La quimera de la
justicia
24 de junio de 2012
Juan Carlos Esguerra pagó cara su inexperiencia política:
tiró por la borda una carrera brillante como jurista en unas cuantas semanas de
turismo constitucional. Quien juró defender la Constitución y la ley como Ministro
de Justicia, acabó por ser cómplice, tal vez sin quererlo, del mayor atentado jurídico
sufrido por la Constitución Política de 1991 y por nuestro Estado Social de Derecho.
Pero el señor Esguerra renunció a su cargo como Ministro tan
pronto se desató la tormenta; lo mínimo que debía hacer tras el anuncio del
Presidente de su intención de objetar el Acto Legislativo aprobado por el
Congreso, el cual contó con el aval explícito del Ministro. Con dicha renuncia
Esguerra asumió su responsabilidad política por el fiasco de la reforma. Lo
propio deberían hacer Simón Gaviria con la Jefatura del Partido Liberal y con la Presidencia de la
Cámara de Representantes, y Juan Manuel Corzo, Presidente del Senado.
Dejando la inconmensurable responsabilidad de Corzo de lado por ahora, es inaceptable que Simón Gaviria haya consentido en aprobar
la Reforma a la justicia sin siquiera leerla. Gaviria ha hecho otras cosas
bien: en un país con pocos líderes, ha liderado; en un país sin partidos, ha
buscado fortalecer el suyo; en un Congreso muchas veces irreflexivo, ha puesto
puntos de discusión valiosos sobre la mesa. Sin embargo, el error cometido es
inaceptable.
Como consecuencia del Acto Legislativo aprobado por el
Congreso, el cual contó con la expresa aprobación de Esguerra después de la
conciliación del texto final y con la firma de Simón Gaviria, el caos
constitucional, legal y litigioso es inminente. La endeble salida legal que
encontró el equipo de gobierno para detener el esperpento constitucional
aprobado por el Congreso, no resiste el menor examen jurídico.

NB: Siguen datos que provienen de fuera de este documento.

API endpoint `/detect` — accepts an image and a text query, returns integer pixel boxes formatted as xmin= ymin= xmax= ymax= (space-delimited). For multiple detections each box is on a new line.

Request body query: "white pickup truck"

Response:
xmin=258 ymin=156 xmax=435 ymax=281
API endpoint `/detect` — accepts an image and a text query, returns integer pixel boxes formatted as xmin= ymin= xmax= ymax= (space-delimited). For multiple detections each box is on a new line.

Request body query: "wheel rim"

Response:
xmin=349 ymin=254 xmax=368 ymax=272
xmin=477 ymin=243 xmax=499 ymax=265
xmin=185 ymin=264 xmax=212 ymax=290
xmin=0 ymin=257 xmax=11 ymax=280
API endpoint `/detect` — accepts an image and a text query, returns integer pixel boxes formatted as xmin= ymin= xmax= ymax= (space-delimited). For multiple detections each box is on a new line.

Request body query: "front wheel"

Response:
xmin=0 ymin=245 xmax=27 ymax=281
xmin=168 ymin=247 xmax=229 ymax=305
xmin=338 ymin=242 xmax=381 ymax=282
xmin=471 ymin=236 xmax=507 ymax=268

La Constitución es clara al decir que ésta podrá
ser modificada por medio de Acto Legislativo expedido por el Congreso de la
República. Según el artículo 375 constitucional “El trámite del proyecto tendrá
lugar en dos periodos ordinarios y consecutivos. Aprobado en el primero de
ellos por la mayoría de los asistentes, el proyecto será publicado por el
Gobierno. En el segundo periodo la aprobación requerirá el voto de la mayoría
de los miembros de cada cámara”.
La norma mencionada no da al Presidente la facultad de sancionar el
Acto Legislativo. Por el contrario, obliga al Gobierno a publicar el proyecto
que haya sido aprobado en el primer periodo, sin imponer la necesidad de publicar
el proyecto aprobado durante o al finalizar el segundo periodo. A primera vista
parecería que el malabarismo jurídico usado por el Presidente no es
suficientemente fuerte.
Si la interpretación acá propuesta es correcta, eso
significaría que con la sola aprobación realizada por el Congreso del Acto
Legislativo, el cual ya tiene las firmas de los presidentes de cada Cámara,
empiezan a funcionar las reglas de juego, con independencia de su nueva
publicación por el gobierno, y sin importar su contra ataque.

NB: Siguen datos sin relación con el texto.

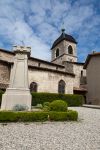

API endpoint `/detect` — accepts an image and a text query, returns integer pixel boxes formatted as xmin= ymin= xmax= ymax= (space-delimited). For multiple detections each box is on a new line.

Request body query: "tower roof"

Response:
xmin=51 ymin=29 xmax=77 ymax=49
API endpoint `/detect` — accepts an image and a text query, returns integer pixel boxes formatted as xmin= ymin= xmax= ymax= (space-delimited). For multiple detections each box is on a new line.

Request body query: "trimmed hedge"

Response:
xmin=49 ymin=100 xmax=67 ymax=112
xmin=0 ymin=110 xmax=78 ymax=122
xmin=0 ymin=91 xmax=84 ymax=107
xmin=49 ymin=110 xmax=78 ymax=121
xmin=31 ymin=93 xmax=84 ymax=106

A pesar de todo, es posible que el gobierno logre darle un manejo político a
la situación y que efectivamente logre devolver el Acto Legislativo para una nueva
revisión en el Congreso, pero las consecuencias no se harán esperar: los
abogados de los parapolíticos, los parlamentarios investigados, los ex
funcionarios del gobierno de la era del terror, y muchos otros hampones de la
peor ralea, engrasarán sus cañones y apuntarán toda su artillería, caso a
caso, contra la competencia de las instituciones que juzgan a sus clientes,
contra la Corte Suprema de Justicia y contra cualquier funcionario que se
abstenga de aplicar las nuevas normas aprobadas por el Acto Legislativo.

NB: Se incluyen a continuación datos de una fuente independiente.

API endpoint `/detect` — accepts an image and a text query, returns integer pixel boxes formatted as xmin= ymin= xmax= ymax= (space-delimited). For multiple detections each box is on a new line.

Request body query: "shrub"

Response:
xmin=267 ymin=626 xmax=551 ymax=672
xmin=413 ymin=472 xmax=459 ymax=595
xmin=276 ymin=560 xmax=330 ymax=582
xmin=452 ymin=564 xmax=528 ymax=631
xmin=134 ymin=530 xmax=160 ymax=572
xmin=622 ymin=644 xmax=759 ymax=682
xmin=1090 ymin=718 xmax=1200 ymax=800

Esos funcionarios serán denunciados penalmente por
prevaricato, por fraude procesal, por falsedad documental, por delitos y
conductas que aún ni siquiera podemos imaginar. Los funcionarios terminarán
empapelados; vendrán recusaciones, impedimentos, tutelas y prescripciones; y culminarán
con la perpetuación del reinado impune y renovado del país político, tan claramente retratado
por Gaitán.
Los responsables de este desolador panorama deben
responderle al país, a su electorado y a sus partidos. Deben dar la cara, dar
explicaciones y renunciar a sus altas dignidades, ya que han demostrado no
merecerlas, ni siquiera por un día más.